Free vibrations of elastically embedded stocky single-walled carbon nanotubes acted upon by a longitudinally varying magnetic field

The mechanical properties of nano-scaled composites reinforced by carbon nanotubes are enhanced by application of appropriate magnetic fields, however, little is known on the free dynamic response of the magnetically affected stocky single-walled carbon nanotubes (SWCNTs) with elastic supports. Using nonlocal Rayleigh, Timoshenko, and higher-order beam theory, the equations of free transverse vibration of elastically embedded SWCNTs subjected to a longitudinally varying magnetic field are obtained. Since finding an analytical solution to the equations of motion is a very difficult task, an efficient meshless method is proposed.
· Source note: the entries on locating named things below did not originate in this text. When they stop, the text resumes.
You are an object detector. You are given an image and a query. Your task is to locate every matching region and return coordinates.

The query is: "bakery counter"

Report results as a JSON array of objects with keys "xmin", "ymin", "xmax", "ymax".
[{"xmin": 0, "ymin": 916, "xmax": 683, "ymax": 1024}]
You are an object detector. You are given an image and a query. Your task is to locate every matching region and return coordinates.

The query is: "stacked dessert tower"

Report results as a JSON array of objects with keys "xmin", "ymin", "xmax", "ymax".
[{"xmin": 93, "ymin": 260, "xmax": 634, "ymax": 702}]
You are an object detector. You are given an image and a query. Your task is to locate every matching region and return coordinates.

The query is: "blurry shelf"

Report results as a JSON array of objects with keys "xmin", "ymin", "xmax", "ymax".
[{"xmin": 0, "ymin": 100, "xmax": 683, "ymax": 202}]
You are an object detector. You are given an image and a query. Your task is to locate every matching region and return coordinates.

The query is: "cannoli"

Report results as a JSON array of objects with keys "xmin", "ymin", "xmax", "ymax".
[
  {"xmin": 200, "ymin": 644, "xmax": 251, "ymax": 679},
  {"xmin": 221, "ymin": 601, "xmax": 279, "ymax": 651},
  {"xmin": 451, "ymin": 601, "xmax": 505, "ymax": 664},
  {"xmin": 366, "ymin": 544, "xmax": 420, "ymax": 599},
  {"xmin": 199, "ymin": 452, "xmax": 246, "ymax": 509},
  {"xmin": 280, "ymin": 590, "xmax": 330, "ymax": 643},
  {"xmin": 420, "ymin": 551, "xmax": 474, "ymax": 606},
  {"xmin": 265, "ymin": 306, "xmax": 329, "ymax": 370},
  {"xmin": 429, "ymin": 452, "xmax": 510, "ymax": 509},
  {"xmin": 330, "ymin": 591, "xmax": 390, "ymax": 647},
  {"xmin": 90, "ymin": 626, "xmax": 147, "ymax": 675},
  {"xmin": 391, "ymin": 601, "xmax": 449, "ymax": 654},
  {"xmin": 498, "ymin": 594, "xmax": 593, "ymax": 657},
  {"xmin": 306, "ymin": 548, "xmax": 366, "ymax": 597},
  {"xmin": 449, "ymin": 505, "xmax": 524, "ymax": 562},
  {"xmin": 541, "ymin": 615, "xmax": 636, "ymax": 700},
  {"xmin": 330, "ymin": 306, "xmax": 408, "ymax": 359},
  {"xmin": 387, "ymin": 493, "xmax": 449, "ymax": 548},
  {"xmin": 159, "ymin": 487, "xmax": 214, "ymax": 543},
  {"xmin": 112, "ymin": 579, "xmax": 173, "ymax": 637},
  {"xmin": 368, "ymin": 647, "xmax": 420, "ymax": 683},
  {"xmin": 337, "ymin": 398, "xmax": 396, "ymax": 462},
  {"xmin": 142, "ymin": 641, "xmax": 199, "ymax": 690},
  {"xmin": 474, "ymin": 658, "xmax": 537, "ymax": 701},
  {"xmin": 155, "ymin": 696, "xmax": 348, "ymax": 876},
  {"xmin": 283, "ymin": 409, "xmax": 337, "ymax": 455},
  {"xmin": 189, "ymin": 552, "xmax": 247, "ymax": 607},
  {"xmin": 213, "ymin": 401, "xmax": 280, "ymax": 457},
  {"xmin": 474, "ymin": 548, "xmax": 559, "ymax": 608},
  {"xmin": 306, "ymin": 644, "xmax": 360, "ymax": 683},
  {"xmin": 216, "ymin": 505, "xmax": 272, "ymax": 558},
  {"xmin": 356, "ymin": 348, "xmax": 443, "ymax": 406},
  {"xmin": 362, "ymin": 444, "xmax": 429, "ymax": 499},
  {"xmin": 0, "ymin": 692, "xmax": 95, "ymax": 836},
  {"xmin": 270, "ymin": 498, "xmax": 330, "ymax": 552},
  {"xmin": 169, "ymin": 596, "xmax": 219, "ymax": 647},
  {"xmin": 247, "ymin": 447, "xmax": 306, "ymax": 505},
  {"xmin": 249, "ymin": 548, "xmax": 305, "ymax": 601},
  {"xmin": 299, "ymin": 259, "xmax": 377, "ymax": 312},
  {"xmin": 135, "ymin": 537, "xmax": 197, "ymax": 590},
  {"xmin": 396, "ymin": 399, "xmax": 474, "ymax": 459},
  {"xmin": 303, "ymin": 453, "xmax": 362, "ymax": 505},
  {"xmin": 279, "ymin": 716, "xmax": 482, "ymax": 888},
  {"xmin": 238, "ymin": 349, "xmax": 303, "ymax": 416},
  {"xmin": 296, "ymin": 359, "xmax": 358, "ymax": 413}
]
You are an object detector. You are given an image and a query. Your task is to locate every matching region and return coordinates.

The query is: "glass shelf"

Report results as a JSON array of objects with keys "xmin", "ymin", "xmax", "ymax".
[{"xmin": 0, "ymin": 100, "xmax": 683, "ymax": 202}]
The frequencies of the magnetically affected stocky SWCNTs are evaluated for different boundary conditions. The convergence checks of the proposed numerical models are carried out. In a special case, the obtained results are also compared with those of assumed mode method, and a reasonably good agreement is achieved. Subsequently, the roles of the slenderness ratio of the SWCNT, small-scale parameter, strength of the magnetic field, lateral and rotational interactions of the SWCNT with its surrounding medium on the fundamental frequency are addressed in some detail. The capabilities of the proposed models in capturing the frequencies of the magnetically affected nanostructure are also comprehensively investigated.